Esta teología de la cruz, nacida del encuentro entre la teología del Pseudo-Dionisio y la espiritualidad franciscana, no debe hacernos olvidar que san Buenaventura también comparte con san Francisco de Asís el amor a la creación, la alegría por la belleza de la creación de Dios. Sobre este punto cito una frase del primer capítulo del “Itinerario”: “Quien… no ve los innumerables esplendores de las criaturas, está ciego; quien con tantas voces no se despierta, está sordo; quien no alaba a Dios por todas estas maravillas, está mudo; quien con tantos signos no se eleva hasta el primer principio, es necio” (I, 15). Toda la creación habla en voz alta de Dios, del Dios bueno y bello; de su amor.
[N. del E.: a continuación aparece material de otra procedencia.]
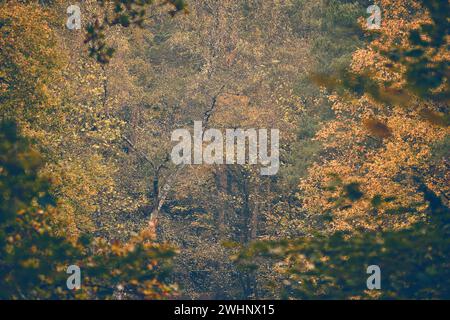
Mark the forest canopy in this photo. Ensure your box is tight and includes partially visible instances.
[0,0,450,300]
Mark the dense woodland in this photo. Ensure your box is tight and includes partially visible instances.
[0,0,450,299]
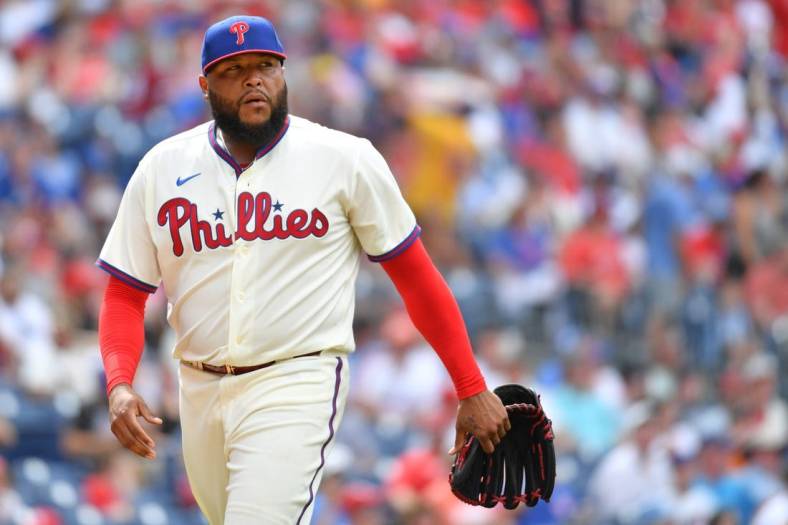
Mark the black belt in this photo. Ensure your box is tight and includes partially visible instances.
[181,350,322,376]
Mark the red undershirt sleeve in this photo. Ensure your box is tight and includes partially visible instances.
[381,239,487,399]
[99,277,149,394]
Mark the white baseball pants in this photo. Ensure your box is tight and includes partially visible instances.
[179,352,349,525]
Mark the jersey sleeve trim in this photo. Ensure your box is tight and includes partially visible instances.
[96,259,158,293]
[367,224,421,262]
[208,115,290,176]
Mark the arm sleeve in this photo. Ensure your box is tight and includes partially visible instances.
[99,277,148,395]
[346,139,421,262]
[382,239,487,399]
[96,159,161,293]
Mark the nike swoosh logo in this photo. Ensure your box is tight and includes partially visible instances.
[175,173,200,186]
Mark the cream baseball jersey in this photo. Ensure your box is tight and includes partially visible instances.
[97,115,420,366]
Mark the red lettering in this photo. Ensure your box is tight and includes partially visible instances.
[158,197,191,257]
[254,192,276,241]
[189,204,205,252]
[235,191,257,241]
[287,210,309,239]
[216,223,233,246]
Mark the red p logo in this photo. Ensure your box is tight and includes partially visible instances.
[230,22,249,46]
Por tanto, para san Buenaventura toda nuestra vida es un “itinerario”, una peregrinación, una subida hacia Dios. Pero sólo con nuestras fuerzas no podemos subir hasta la altura de Dios. Dios mismo debe ayudarnos, debe “tirar de nosotros” hacia arriba. Por eso es necesaria la oración. La oración —así dice el santo— es la madre y el origen de la elevación, “sursum actio“, acción que nos eleva, dice san Buenaventura. Concluyo, por tanto, con la oración con la que comienza su “Itinerario”: “Oremos, pues, y digamos al Señor, nuestro Dios: “Guíame, Señor, por tus sendas y caminaré en tu verdad. Alégrese mi corazón en el temor de tu nombre” (I, 1).